Things to do for Centrics

  • Get in a festival mood. Annual events include Lafayette’s Festival International de Louisiane in late April, honoring the Cajun-French link through food and art as well as music, and the Zydeco Festival, held over Labor Day in Opelousas. Lafayette offers a later alternative, the Festivals Acadiens et Creoles in October.
  • Float through ancient cypress swamps in the Atchafalaya Basin. Swamp tours are available in Houma, a town at the intersection of seven bayous.
  • Come in the spring for the Contraband Days Pirate Festival in Lake Charles and be amused when “pirates” force the mayor to walk the plank.
  • Attend Mardi Gras in a smaller place, such as Church Point, Eunice or Mamou. Here the Courir du Mardi Gras (Mardi Gras Run), based on a medieval tradition of ceremonial begging, still lives. Masked and costumed celebrants head into the countryside on Fat Tuesday to “beg” for gumbo ingredients. A gumbo supper ensues.
  • Depending on the season, choose the most promising part of the America’s Wetland Birding Trail for your itinerary. The trail has 115 sites organized into 12 loops, some of which are in Cajun Country.
  • Charter a boat for deep-sea fishing off the southern coast of Louisiana.
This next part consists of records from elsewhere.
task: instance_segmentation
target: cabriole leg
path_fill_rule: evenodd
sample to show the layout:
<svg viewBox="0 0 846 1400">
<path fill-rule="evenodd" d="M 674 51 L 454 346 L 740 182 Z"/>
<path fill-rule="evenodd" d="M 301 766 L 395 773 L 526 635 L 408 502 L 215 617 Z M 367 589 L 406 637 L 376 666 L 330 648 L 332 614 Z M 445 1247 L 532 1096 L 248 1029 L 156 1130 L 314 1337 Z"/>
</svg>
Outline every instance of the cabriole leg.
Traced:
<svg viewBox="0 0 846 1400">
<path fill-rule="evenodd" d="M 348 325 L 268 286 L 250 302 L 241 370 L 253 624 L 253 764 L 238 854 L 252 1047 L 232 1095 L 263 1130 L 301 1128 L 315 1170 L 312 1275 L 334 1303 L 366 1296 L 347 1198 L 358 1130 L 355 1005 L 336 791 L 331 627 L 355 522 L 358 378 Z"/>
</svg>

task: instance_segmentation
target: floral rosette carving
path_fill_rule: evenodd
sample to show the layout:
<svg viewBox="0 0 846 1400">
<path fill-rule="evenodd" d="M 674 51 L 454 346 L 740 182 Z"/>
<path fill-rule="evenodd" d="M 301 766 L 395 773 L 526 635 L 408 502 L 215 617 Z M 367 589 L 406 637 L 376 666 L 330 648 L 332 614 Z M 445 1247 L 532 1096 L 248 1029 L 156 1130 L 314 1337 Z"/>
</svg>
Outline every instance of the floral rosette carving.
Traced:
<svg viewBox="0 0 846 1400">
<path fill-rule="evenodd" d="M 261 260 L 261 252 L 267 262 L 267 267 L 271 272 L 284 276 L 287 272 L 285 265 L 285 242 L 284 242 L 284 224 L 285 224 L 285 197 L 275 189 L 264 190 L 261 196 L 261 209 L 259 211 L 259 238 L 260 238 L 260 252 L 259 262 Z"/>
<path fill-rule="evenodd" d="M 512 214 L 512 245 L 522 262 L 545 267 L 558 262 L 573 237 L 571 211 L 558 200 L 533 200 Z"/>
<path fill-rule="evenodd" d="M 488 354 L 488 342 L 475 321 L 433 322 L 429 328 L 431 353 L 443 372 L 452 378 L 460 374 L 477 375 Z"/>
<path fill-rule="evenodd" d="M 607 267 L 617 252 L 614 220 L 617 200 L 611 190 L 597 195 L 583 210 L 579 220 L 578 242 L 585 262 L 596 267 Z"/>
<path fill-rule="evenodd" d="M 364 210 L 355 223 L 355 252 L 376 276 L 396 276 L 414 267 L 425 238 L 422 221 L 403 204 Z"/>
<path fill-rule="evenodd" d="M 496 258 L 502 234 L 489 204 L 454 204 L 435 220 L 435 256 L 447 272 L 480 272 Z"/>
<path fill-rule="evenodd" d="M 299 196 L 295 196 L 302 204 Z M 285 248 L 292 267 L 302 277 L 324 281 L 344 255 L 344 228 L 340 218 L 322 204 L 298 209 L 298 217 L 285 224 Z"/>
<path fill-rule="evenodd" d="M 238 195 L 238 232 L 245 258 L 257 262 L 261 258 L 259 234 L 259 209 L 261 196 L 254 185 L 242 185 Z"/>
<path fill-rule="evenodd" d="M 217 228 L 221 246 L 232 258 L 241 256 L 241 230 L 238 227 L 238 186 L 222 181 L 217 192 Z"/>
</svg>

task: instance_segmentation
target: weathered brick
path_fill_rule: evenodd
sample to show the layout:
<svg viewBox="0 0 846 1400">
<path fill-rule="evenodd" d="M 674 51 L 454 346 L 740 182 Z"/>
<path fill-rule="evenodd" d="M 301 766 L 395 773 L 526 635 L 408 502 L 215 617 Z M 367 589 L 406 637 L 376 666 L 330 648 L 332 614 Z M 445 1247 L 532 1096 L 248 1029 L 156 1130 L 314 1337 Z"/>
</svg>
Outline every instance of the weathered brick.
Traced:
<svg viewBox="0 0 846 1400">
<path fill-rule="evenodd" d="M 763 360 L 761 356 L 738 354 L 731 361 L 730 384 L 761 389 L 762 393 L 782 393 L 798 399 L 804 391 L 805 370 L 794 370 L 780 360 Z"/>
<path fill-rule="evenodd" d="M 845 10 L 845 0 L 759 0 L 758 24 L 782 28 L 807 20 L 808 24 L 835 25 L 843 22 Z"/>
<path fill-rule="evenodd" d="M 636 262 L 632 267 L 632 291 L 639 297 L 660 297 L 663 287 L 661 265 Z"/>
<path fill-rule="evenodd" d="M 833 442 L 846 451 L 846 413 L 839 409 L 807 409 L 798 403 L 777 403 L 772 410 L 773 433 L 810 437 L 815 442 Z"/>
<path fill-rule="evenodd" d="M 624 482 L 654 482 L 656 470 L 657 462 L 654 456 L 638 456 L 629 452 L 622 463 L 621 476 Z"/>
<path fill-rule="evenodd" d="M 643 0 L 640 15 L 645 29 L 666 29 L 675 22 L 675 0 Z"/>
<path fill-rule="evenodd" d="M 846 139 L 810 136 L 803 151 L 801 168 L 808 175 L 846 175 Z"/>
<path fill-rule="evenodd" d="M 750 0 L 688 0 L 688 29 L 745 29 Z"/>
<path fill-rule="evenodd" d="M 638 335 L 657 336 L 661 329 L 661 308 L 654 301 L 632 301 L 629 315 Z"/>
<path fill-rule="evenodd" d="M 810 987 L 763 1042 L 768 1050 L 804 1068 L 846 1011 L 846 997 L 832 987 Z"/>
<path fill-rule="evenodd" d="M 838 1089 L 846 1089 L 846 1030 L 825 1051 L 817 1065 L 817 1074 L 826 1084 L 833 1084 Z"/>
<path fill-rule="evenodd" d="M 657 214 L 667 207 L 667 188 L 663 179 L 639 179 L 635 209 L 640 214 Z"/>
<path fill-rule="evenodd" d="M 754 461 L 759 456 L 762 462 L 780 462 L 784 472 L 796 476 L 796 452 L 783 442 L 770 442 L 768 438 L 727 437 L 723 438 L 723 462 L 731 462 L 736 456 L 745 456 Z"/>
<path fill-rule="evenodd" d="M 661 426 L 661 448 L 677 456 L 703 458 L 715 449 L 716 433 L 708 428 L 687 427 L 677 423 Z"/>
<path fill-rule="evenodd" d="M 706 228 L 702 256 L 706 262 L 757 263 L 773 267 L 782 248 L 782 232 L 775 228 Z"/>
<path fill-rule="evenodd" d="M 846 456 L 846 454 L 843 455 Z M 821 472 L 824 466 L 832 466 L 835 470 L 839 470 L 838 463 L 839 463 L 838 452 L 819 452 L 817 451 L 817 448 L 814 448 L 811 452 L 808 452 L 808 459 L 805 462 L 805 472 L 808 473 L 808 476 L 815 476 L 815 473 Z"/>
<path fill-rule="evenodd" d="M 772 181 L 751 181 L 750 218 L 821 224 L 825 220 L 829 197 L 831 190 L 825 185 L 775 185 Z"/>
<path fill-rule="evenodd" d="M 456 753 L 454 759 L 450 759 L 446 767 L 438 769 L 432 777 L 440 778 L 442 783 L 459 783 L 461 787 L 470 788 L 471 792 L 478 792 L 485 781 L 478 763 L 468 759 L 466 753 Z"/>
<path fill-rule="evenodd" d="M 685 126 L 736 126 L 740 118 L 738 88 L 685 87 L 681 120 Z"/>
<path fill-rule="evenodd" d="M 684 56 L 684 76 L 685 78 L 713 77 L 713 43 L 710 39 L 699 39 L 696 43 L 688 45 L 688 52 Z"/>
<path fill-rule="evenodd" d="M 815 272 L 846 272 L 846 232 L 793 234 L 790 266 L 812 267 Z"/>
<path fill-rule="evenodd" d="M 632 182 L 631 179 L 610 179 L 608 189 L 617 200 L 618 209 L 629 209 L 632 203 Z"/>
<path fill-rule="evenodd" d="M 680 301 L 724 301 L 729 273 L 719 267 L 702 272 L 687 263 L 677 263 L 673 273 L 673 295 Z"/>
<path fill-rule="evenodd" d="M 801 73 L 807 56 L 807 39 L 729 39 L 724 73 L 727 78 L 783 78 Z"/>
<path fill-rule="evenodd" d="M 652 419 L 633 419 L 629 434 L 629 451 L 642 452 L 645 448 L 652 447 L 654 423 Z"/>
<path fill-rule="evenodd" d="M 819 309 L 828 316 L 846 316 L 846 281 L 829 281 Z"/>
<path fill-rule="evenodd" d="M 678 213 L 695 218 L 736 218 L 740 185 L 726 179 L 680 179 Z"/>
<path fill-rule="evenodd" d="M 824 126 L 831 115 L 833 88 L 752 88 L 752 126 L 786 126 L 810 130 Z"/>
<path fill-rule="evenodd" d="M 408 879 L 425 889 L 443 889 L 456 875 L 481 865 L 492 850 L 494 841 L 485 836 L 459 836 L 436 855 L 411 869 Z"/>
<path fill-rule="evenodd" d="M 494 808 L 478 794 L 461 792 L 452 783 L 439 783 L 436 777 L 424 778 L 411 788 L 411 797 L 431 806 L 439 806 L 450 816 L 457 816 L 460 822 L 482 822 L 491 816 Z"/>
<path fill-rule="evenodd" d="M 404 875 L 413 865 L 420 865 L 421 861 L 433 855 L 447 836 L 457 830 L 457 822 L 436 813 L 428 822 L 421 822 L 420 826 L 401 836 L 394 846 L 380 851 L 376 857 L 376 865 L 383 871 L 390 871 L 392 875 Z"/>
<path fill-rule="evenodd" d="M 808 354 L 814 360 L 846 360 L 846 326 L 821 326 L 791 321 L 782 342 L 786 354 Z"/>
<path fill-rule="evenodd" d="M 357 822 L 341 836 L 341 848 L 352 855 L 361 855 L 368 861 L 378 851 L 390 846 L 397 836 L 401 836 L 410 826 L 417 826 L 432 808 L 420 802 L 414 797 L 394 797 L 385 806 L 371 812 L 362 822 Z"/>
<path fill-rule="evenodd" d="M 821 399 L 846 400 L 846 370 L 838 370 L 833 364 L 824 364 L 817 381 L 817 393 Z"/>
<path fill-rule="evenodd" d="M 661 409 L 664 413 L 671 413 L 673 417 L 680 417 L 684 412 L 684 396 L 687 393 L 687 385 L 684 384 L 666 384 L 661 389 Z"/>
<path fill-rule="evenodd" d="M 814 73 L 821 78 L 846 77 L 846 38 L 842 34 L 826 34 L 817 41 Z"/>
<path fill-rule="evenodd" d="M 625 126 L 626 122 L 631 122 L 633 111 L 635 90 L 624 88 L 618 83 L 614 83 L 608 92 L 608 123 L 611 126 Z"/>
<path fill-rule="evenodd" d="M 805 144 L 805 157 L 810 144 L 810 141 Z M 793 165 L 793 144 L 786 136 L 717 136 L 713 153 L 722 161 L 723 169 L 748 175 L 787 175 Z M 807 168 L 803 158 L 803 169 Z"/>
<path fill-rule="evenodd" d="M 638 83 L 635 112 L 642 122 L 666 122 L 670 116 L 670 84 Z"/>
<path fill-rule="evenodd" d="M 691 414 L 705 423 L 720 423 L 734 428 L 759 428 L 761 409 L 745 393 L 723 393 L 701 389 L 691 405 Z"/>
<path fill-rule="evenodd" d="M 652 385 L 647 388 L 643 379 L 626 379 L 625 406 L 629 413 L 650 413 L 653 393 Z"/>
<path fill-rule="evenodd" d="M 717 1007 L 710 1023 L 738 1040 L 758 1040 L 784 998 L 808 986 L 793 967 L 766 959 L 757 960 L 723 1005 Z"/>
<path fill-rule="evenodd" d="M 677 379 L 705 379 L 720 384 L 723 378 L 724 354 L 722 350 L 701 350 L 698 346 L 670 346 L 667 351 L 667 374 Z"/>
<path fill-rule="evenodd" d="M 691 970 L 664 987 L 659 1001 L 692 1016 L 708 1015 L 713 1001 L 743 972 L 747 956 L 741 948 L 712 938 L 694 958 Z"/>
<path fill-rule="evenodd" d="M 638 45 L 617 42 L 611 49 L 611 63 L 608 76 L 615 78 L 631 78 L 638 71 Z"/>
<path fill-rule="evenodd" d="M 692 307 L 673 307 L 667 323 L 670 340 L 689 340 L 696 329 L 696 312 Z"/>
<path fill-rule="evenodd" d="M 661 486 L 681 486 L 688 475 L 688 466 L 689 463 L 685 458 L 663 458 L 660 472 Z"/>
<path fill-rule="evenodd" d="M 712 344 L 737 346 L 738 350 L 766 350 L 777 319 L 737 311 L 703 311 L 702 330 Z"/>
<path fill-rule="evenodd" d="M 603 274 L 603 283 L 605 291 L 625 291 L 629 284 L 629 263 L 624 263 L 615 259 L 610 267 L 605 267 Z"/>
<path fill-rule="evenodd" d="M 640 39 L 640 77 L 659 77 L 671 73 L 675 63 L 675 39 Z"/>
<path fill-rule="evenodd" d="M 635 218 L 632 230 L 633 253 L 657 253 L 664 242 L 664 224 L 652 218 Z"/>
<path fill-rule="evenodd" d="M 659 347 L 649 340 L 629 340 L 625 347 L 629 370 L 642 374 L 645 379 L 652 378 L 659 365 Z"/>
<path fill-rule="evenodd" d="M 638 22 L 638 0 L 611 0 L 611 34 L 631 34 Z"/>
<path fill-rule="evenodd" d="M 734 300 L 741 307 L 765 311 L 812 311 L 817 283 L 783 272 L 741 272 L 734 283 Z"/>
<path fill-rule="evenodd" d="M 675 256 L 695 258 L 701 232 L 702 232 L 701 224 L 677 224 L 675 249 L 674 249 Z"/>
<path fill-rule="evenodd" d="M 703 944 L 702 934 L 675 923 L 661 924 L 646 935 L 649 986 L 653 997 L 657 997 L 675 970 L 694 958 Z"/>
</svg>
Things to do for Authentics

  • Join the Tabasco Pepper Sauce Factory Tour on Avery Island. Collect recipes, enjoy samples and tastings, then buy more at the Tabasco Country Store.
  • If you are intrigued by the fabled Battle of New Orleans (pointlessly fought shortly after the end of the War of 1812), visit Jean Lafitte National Historical Park and Preserve which includes part of the battle site. The park also includes the Cajun Cultural Center.
  • It’s an odd combination, but Morgan City stages the Louisiana Shrimp and Petroleum Festival over Labor Day. The event highlights Cajun cooking and music. Also, at the town’s International Petroleum Museum, visitors can step onto an authentic offshore drilling rig.
  • Attend the Saturday-night “Rendez-Vous des Cajuns” radio and TV show, aired from Eunice’s Liberty Theater. It is a live broadcast of Cajun music and stories — in Cajun French with enough English to keep everyone in the loop.
  • Visit Vermilionville, a themed village on a bayou near Lafayette that re-creates Acadian life from 1765 to 1890. See working artisans and costumed reenactors portraying French-Canadians settlers.
  • For gambling, Lake Charles has the casinos, but nearby Vinton offers the horse racing, at Delta Downs.